Gobee is a no-go — at least in France.
France's first dockless bike-sharing program, which launched in October, has shut down operations across the country, citing "the mass destruction" of its fleet.
The decision to shut down on Saturday was "disappointing and extremely frustrating," the Hong Kong-based company wrote in its announcement. "We hoped for the best. But we were wrong ... In 4 months, 60% of our fleet was destroyed, stolen or privatized, making the whole European project no longer sustainable."
Dockless bike-share programs allow users to rent bikes using a smartphone app, usually by scanning a code on the bike to trigger it to unlock. At the end of the trip, bicycles can be parked anywhere; more established bike-share systems, like Paris' Velib program, require bikes to be returned to "docking stations" set up around the city.
Docklessness appealed to some users, like Alexandre Jacques, a 23-year-old computer science student in Paris who spoke to NPR's Eleanor Beardsley about the service.
"I discovered Gobee bikes in December and I really liked it," Jacques said. "With the app and GPS you could always find a bike near you. I rode it to school every day. It was better than Velib because you didn't have to find a bike stand to return the bike — you could just leave it anywhere.
"It's too bad it's not working anymore," he said.
Reuters reports that are other dockless bike options in Paris, at least for now:
"Gobee's exit leaves Paris with three remaining Asian-owned operators, Singapore's oBike, with about 1,800 grey-orange bikes, and two major Chinese firms: Ofo, with about 1,000 yellow bikes, and Mobike, with several thousand red bikes."
Dockless bikes first caught on in Asia, particularly in large cities in China, where multiple startups are competing in a crowded market.
NPR's Steve Inskeep and Miranda Kennedy reported from Beijing this past November:
"China's push to lower emissions, and the sheer impracticality of driving on traffic-clogged streets, means that in some places bikes are having a second coming — in the form of bike-shares. The new image of the streets of Beijing is a millennial riding a sturdy, brightly colored bicycle — orange, yellow or green, depending on the brand. More than two dozen bike-share companies are operating in China now.
"There are between 16 million and 18 million shared bikes on China's streets — dockless, with an automatic electronic wheel lock. Once locked, the bikes can be safely left unattended, and they are — thousands at a time."
In October, Gobee became the first dockless bike program to launch in France, with a soft launch in Lille and a big debut in Paris. As the company's extremely cheerful press release put it at the time, "The City of Lights greeted our eco-friendly fleet with boundless joy and enthusiasm. Amidst the excitement of being the first dockless bikeshare operator in town, adoption was rapid, with Parisians signing up and registering for a Gobee account the very same day."

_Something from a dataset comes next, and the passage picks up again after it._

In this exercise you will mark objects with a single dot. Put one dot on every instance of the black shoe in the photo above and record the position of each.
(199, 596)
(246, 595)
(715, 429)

"We hope to instill a greater conscience for sustainability and clean living amongst city dwellers," the company wrote.
But a lack of conscience among city dwellers took the company down. Gobee wrote in their less-joyful au revoir this past weekend:
"Over the months of December and January, the mass destruction of our fleet has become the new entertainment of underaged individuals, encouraged by content broadly shared on social media. In total, it is more than a thousand bikes stolen or privatized, nearly 3,400 bikes broken nationwide, around 280 complaints filed to the French Municipal Police and close to 6,500 repairs performed by our on-the-ground agents and repair partners."
France has been home to several groundbreaking bike-sharing efforts, as the Atlantic's CityLab detailed a few years ago. The first city-scale bike-share program to use RFID technology was in Rennes, France; the first smart bike-share system with 1,500 bikes was in Lyon; and Velib set a new record when it launched in Paris in 2007 with 6,000 bikes.
Now, even as Gobee is shuttering, the once-revolutionary Velib programs is facing problems of its own.
Paris is switching to a new operator for the program, as The Telegraph reports:
"The switchover, which involves replacing all of the bikes with new ones, a third of which will be electric, has been largely seen as a fiasco.
"By early February only 200 of about 1,400 planned docking stations were up and running, leaving only a fraction of the planned fleet of 20,000 bikes in operation.
"Smovengo, the new operator, has blamed the delays on electrical problems and a legal dispute with JCDecaux, the firm that has run the scheme since it was launched in 2007."